Artinya:“Dan Kami perintahkan kepada manusia (berbuat baik) kepada dua orang ibu-
bapaknya; ibunya telah mengandungnya dalam keadaan lemah dan bertambah-tambah,
dan menyapihnya dalam dua tahun. Bersyukurlah kepada-Ku dan kepada kedua orang ibu
bapakmu, hanya kepada-Ku lah kembalimu” (QS.Luqman:14)

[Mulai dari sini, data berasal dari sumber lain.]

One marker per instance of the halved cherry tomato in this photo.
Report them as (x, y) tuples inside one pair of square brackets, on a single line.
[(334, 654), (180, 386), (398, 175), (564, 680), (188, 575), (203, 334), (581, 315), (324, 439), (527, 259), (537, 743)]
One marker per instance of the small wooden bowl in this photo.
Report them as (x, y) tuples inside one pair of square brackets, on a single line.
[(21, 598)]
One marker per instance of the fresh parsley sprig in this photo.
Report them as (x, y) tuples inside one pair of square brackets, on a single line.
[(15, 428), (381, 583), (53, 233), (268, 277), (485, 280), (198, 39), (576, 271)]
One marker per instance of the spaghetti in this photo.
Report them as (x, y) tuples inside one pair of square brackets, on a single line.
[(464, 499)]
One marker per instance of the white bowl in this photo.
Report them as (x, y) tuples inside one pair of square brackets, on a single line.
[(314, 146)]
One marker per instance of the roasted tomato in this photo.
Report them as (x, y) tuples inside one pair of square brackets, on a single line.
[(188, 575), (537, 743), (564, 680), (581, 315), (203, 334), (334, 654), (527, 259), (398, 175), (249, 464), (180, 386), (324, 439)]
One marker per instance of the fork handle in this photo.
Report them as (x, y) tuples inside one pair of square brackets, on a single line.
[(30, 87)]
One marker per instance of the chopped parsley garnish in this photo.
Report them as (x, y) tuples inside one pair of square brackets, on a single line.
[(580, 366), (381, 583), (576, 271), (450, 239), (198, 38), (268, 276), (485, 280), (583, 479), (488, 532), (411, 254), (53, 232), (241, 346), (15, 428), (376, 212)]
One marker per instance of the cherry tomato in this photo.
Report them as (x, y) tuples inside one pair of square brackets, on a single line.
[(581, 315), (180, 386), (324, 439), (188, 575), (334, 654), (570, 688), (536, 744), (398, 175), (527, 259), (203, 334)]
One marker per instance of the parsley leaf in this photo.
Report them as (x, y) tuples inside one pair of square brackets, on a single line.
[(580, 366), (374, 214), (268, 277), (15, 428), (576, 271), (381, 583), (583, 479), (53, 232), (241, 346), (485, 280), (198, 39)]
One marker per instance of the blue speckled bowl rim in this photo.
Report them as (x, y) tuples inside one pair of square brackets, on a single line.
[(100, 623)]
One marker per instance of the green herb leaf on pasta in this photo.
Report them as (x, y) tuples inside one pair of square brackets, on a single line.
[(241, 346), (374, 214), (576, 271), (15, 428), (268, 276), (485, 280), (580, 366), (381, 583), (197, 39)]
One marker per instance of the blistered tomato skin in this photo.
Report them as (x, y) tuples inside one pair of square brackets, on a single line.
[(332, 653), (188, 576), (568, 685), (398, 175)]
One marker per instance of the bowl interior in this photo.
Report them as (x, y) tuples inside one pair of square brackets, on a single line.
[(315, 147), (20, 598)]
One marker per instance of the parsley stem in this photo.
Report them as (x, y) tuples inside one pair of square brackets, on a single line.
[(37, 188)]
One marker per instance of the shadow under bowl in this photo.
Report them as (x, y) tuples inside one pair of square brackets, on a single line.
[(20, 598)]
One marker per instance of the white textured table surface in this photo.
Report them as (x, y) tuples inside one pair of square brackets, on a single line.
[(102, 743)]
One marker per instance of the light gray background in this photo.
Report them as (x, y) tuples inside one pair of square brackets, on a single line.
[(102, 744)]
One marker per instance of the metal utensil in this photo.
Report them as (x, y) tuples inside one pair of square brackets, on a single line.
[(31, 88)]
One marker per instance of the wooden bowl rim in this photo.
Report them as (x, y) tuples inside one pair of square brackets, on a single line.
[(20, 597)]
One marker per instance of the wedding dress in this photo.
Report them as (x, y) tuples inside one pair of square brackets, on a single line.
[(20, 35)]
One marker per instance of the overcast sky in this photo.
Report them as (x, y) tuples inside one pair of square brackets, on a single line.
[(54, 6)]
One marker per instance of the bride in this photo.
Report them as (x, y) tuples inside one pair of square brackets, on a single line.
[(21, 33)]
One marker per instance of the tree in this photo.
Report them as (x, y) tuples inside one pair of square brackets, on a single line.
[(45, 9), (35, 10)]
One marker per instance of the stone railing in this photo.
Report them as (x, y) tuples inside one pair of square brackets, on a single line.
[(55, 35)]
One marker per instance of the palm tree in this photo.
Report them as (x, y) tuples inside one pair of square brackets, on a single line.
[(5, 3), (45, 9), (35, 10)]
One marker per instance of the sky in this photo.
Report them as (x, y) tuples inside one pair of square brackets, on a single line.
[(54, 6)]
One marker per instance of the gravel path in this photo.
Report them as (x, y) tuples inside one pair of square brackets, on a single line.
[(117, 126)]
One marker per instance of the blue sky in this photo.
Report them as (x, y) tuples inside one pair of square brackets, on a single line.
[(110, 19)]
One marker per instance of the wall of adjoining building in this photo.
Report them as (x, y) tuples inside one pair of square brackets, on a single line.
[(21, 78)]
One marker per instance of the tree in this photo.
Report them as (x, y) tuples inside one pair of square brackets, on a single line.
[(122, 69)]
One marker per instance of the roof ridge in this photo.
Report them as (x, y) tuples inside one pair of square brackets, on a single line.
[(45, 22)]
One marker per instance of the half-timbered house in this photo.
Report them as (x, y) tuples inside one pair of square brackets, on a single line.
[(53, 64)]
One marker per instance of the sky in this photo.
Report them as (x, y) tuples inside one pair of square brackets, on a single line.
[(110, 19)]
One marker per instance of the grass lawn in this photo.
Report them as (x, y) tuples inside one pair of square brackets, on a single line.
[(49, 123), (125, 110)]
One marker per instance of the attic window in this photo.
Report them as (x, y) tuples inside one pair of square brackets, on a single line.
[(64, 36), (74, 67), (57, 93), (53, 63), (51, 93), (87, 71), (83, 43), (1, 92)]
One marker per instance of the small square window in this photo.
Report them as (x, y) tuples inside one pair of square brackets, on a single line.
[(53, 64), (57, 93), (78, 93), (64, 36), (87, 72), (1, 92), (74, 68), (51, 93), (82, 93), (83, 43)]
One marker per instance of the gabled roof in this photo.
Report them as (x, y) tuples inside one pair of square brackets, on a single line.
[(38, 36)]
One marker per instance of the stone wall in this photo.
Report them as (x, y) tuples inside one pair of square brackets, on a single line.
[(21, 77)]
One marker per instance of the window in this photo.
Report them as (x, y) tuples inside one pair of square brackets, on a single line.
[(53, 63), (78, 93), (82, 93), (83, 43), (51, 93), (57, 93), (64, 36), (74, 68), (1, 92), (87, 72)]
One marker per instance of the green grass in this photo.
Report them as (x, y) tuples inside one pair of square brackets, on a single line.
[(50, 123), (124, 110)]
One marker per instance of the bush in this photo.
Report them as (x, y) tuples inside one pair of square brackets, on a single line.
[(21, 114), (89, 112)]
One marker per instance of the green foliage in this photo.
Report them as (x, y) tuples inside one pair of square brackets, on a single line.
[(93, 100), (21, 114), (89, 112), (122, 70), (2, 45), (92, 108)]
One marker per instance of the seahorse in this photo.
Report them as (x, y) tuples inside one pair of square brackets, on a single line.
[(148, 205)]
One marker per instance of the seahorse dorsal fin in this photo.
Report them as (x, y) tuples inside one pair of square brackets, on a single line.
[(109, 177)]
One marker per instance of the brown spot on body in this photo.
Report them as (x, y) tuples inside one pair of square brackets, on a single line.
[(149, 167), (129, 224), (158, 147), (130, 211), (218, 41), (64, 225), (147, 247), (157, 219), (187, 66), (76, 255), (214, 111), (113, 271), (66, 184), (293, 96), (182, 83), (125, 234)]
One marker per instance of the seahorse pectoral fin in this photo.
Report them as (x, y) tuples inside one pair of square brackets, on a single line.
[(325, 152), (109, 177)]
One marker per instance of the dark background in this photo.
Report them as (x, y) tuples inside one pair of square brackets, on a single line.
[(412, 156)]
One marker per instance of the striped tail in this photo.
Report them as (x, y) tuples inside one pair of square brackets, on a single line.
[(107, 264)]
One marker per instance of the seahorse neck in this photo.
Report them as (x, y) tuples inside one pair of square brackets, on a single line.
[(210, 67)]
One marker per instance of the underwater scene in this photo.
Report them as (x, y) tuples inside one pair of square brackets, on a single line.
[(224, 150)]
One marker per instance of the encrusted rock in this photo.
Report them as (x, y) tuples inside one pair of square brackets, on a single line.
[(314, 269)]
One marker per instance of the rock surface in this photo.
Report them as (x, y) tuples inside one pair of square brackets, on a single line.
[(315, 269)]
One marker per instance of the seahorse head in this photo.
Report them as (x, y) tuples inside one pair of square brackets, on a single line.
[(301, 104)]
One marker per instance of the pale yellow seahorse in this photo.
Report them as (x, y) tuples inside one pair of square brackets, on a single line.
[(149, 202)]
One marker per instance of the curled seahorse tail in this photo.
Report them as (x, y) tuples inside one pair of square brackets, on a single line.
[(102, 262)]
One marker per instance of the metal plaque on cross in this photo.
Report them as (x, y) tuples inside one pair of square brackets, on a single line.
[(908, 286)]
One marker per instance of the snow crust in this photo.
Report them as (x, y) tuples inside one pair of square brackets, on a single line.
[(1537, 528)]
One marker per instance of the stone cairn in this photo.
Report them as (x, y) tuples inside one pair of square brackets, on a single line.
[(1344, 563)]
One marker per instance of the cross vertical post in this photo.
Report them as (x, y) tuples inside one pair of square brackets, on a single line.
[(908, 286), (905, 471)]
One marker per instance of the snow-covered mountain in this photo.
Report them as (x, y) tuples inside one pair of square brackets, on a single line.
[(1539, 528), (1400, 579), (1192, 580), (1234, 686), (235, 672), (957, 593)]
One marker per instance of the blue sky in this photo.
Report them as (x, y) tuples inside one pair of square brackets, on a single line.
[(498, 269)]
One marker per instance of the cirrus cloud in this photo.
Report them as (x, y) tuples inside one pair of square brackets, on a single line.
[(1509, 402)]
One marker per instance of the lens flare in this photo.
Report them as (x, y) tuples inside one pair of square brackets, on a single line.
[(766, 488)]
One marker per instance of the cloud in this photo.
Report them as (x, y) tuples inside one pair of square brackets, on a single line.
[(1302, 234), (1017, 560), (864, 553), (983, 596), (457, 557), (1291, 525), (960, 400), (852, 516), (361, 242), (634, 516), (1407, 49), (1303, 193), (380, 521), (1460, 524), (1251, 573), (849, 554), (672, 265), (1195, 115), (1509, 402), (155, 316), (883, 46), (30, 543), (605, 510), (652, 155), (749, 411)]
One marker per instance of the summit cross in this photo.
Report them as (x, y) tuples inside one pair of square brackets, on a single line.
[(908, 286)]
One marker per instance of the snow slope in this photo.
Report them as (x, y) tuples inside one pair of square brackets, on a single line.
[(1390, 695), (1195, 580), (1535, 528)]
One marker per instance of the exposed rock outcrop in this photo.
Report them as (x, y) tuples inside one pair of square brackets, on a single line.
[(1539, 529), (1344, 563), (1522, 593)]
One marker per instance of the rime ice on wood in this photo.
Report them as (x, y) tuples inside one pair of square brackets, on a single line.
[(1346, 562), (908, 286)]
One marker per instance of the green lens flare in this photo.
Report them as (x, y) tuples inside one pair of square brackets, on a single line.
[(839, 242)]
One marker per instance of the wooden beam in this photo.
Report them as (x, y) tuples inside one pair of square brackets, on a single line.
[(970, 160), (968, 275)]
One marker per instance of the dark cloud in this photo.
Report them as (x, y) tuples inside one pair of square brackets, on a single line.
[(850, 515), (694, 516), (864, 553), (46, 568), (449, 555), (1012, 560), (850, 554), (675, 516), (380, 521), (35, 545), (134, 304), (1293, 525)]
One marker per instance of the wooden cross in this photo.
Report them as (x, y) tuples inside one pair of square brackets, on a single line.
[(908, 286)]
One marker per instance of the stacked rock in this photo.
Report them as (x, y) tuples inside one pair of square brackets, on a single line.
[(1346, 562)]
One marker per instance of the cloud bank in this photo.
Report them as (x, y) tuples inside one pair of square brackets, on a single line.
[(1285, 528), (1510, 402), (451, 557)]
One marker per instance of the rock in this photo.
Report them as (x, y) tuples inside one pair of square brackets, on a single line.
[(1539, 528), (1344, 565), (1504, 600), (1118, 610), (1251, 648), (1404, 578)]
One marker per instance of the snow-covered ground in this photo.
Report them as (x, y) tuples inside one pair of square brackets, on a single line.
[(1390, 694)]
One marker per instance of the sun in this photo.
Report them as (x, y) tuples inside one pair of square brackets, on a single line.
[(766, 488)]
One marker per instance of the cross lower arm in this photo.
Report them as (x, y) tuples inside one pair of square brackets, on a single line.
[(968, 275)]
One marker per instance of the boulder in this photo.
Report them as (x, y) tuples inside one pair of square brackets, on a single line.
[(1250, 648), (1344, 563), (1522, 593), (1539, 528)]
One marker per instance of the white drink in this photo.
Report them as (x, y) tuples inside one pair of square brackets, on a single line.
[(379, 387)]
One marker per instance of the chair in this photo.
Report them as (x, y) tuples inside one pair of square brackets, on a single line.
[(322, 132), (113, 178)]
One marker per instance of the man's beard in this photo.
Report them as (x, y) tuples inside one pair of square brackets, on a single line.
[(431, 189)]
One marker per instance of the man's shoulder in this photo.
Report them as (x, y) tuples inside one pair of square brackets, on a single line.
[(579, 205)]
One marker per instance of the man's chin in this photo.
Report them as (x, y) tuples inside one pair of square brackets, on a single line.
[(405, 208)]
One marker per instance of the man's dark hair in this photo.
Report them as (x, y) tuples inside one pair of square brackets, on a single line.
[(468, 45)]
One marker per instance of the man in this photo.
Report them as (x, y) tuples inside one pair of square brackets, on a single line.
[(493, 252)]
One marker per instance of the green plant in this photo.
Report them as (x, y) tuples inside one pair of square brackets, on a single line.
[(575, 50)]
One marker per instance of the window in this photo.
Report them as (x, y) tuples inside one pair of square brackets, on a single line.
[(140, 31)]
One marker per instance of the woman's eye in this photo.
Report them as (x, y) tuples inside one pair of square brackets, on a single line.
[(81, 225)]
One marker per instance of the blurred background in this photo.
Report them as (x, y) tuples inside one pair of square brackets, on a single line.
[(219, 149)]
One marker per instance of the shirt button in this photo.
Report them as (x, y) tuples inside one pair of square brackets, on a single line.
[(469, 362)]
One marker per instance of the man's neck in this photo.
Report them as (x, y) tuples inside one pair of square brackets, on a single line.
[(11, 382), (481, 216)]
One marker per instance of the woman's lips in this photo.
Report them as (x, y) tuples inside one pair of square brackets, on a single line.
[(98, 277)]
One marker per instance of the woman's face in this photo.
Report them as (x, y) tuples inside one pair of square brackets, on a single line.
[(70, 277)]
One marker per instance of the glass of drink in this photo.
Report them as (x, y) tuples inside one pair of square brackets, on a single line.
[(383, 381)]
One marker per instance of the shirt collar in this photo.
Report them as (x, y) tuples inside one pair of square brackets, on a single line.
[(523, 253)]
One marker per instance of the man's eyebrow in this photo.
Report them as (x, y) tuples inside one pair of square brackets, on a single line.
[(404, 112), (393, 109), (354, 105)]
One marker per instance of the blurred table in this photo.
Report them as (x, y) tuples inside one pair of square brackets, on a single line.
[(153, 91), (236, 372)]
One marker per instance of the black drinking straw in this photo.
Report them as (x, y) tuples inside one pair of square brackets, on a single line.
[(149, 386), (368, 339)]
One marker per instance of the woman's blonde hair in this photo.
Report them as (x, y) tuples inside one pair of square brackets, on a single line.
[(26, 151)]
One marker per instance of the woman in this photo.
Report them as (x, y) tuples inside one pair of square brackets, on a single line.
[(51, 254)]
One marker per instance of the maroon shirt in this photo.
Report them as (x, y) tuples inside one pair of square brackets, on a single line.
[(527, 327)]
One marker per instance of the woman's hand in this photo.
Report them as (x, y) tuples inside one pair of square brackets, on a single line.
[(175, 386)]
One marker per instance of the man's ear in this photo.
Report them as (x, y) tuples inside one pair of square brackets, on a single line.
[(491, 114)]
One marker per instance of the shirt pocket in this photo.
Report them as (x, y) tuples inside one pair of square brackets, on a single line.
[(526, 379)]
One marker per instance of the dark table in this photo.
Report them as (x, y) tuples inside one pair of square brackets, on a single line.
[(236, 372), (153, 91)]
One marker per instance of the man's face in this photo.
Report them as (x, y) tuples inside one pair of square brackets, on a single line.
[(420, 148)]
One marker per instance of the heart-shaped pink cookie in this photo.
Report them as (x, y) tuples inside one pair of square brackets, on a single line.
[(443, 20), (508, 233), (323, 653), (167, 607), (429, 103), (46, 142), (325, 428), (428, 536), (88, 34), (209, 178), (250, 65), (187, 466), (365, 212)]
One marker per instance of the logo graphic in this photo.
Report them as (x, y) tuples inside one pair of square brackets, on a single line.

Menurut ukuran secara umum, si orang tua tidak sampai akan menganiaya kepada
anaknya. Kalaulah itu terjadi penaniayaan orang tua kepada anaknya adalah disebakan
perbuatan si anak itu sendiri yang menyebabkan marah dan penganiayaan orang tua
kepada anaknya. Didalam kasus demikian seandainya si orang tua marah kepada anaknya
dan berbuat aniaya sehingga ia tiada ridha kepada anaknya, Allah SWT pun tidak
meridhai si anak tersebut lantaran orang tua.
c. Berkata halus dan mulia kepada ibu dan ayah
Segala sikap orang tua terutama ibu memberikan refleksi yang kuat terhadap sikap
si anak. Dalam hal berkata pun demikian. Apabila si ibu sering menggunakan kata-kata
halus kepada anaknya, si anak pun akan berkata halus. Kalau si ibu atau ayah sering
mempergunakan kata-kata yang kasar, si anakpun akan mempergunakan kata-kata kasar,
sesuai yang digunakan oleh ibu dan ayahnya. Sebab si anak mempunyai insting menir
yang lebih mudah ditiru adalah orang yang terdekat dengannya, yaitu orang tua, terutama
ibunya. Agar anak berlaku lemah lembut dan sopan kepada orang tuanya, harus dididik
dan diberi contoh sehari-hari oleh orang tuanya bagaimana sianak berbuat, bersikap, dan
berbicara. Kewajiban anak kepada orang tuanya menurut ajaran Islam harus berbicara
sopan, lemah-lembut dan mempergunakan kata-kata mulia.

d. Berbuat baik kepada ibu dan ayah yang sudah meninggal dunia
Bagaimana berbuat baik seorang anak kepada ibu dan ayahnya yang sudah tiada.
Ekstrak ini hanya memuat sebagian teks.